The Justice Department’s Antitrust Division filed a civil antitrust lawsuit today in the U.S. District Court for the District of Columbia to block the proposed merger. At the same time, the department filed a proposed settlement that, if approved by the court, would resolve the competitive harm alleged in the lawsuit.

“The merger, as originally structured, would have eliminated competition for packaging products that dairies, soft-drink manufacturers, and other food producers rely on to preserve and safely transport liquids to stores, restaurants, and other food processors,” said Assistant Attorney General Makan Delrahim of the Justice Department’s Antitrust Division. “Today’s settlement will ensure that purchasers of BiBs continue to benefit from vigorous competition in the development, manufacture, and sale of these products.”

BiBs, flexible packaging consisting of an engineered plastic bag and attached plastic fitment, are used to store, protect, transport, and dispense various edible liquids. According to the Justice Department’s complaint, Liqui-Box and DS Smith, under its Rapak brand, are two of only three significant U.S. suppliers of dairy, post-mix (e.g., soda syrups and other beverage concentrates), and smoothie BiBs. The companies are also two of only four U.S. suppliers of BiBs that hold and dispense the wine in boxed wines. The Justice Department’s complaint alleges that competition between Liqui-Box and DS Smith for these BiBs has resulted in lower prices, higher quality, and better service, and has fostered innovation leading to the development of new BiB products. According to the complaint, the combination of Liqui-Box and DS Smith’s Plastics Division would eliminate this competition, and likely lead to increased prices, lower quality and service, and diminished investment in research and development.

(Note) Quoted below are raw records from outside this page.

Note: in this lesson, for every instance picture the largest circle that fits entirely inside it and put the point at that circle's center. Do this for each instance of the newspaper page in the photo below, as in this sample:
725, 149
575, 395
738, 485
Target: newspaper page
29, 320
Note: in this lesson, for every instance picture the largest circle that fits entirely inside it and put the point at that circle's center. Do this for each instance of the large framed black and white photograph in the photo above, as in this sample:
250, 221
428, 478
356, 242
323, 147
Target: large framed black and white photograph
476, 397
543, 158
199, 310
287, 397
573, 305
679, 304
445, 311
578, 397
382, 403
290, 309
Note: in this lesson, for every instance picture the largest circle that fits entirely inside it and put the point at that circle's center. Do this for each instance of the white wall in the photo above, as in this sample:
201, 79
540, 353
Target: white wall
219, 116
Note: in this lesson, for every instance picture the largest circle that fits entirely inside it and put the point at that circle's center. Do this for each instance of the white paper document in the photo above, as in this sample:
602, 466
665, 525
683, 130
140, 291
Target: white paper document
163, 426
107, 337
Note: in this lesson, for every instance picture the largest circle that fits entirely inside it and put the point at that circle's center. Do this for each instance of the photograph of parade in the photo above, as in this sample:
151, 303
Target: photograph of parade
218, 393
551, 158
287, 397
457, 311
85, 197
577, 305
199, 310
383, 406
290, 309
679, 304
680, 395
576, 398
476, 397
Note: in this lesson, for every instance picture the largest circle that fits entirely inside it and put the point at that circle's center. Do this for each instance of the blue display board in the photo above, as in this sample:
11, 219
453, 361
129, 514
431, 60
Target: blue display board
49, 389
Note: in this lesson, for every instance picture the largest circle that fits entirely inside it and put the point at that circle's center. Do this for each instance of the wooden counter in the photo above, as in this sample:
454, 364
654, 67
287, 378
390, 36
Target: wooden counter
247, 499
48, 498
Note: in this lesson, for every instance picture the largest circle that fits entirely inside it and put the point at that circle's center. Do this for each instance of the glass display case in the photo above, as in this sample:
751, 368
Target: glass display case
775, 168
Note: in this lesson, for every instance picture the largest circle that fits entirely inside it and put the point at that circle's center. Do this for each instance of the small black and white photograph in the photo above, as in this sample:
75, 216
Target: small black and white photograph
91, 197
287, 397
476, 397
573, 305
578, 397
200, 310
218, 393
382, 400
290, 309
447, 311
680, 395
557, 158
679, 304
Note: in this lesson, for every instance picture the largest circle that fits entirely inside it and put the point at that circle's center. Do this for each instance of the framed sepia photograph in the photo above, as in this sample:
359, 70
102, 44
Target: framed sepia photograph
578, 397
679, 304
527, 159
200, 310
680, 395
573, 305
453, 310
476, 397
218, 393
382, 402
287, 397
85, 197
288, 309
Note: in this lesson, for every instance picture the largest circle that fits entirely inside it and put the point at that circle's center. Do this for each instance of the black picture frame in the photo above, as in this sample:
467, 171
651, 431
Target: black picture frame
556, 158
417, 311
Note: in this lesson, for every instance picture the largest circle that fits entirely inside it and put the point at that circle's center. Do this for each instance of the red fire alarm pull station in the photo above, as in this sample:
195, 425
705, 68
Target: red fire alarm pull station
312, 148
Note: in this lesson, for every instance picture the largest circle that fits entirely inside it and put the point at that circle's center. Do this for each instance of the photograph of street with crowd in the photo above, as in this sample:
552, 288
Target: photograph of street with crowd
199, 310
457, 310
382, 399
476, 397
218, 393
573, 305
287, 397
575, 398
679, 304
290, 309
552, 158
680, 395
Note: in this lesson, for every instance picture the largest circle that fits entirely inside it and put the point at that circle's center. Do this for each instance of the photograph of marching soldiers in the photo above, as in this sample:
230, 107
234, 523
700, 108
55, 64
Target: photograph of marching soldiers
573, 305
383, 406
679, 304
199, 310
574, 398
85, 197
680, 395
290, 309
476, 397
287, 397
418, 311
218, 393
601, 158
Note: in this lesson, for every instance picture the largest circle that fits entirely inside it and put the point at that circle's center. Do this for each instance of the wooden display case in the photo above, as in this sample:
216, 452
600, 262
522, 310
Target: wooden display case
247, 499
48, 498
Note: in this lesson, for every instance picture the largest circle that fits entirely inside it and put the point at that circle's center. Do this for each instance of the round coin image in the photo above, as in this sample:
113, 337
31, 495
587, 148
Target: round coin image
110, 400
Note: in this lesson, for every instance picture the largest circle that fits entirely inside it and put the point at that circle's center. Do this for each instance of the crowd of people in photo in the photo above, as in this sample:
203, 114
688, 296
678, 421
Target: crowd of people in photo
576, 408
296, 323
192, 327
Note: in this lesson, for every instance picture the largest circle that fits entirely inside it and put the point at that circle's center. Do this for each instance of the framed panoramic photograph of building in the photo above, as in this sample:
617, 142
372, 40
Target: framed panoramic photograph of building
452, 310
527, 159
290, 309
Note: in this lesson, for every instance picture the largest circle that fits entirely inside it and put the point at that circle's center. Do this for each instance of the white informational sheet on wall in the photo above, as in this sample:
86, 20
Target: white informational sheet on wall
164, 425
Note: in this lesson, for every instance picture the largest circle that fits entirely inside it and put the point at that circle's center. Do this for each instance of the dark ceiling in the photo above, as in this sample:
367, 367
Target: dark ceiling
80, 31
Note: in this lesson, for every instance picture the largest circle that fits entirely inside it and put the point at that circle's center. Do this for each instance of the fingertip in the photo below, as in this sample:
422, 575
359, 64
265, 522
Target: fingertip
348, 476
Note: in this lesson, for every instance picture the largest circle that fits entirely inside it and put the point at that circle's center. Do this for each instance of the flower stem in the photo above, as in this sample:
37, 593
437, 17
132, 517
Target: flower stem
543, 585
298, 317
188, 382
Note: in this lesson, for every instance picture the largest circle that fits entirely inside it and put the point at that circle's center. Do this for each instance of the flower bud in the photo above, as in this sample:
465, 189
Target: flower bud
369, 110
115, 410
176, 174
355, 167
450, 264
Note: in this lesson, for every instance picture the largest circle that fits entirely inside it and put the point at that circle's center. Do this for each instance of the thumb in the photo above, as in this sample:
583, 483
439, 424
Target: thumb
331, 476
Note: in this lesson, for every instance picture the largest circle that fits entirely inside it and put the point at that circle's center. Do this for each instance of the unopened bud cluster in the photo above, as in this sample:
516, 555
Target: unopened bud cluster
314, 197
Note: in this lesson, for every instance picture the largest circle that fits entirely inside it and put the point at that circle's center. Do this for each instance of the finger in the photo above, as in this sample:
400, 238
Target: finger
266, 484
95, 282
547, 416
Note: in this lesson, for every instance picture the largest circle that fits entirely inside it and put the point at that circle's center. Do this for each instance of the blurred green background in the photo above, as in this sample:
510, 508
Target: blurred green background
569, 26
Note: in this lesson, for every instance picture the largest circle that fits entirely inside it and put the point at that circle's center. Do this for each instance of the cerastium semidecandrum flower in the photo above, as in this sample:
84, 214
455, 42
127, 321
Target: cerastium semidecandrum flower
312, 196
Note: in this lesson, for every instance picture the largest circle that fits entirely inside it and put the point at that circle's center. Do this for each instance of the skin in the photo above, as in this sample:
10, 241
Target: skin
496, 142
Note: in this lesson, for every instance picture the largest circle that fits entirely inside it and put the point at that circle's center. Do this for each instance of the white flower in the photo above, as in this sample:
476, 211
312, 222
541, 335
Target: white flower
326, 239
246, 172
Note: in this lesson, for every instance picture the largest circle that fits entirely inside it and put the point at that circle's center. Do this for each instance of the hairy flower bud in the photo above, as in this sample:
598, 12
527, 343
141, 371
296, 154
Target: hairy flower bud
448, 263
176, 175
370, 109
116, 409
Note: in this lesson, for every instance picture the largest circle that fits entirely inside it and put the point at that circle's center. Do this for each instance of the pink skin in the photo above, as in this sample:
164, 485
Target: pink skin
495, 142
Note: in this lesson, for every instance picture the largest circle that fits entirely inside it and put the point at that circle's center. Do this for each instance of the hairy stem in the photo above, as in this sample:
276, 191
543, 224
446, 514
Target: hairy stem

Under the terms of the proposed settlement, Liqui-Box must divest all of DS Smith’s BiB product lines that overlap with product lines offered by Liqui-Box in the United States, including those for dairy, post-mix, smoothie, and wine BiBs, as well as production facilities in Indianapolis, Indiana, and Union City, California, the Rapak brand, and other production equipment and assets, to TriMas Corporation (TriMas), or an alternate acquirer approved by the United States. TriMas, a Michigan-based manufacturer operating in the consumer products, aerospace, and industrial end markets, already sells a variety of packaging products for the health, beauty and home care, beverage, and industrial markets.

Olympus Fund VI is a Delaware limited partnership with headquarters in Stamford, Connecticut. Olympus Fund VI is a fund of Olympus Partners, which, in 2018, had approximately $8.5 billion total capital under management between its different funds, with Olympus Fund VI comprising approximately $2.3 billion of that total.

Liqui-Box, a portfolio company of Olympus Fund VI, is a Delaware corporation with headquarters in Richmond, Virginia. In 2018, Liqui-Box had total sales of $177 million, including approximately $123 million in sales in the United States.

DS Smith is a United Kingdom public limited company with headquarters in London, England. DS Smith’s Plastics Division is headquartered in Romeoville, Illinois. In 2018, DS Smith’s Plastics Division had total sales of $479 million, including approximately $137 million in sales in the United States.

As required by the Tunney Act, the proposed settlement, along with a competitive impact statement, will be published in the Federal Register. Any person may submit written comments concerning the proposed settlement during a 60-day comment period to Katrina Rouse, Chief, Defense, Industrials, and Aerospace Section, Antitrust Division, U.S. Department of Justice, 450 Fifth Street, N.W., Suite 8700, Washington, D.C. 20530. At the conclusion of the 60-day comment period, the U.S. District Court for the District of Columbia may enter the final judgment upon finding it is in the public interest.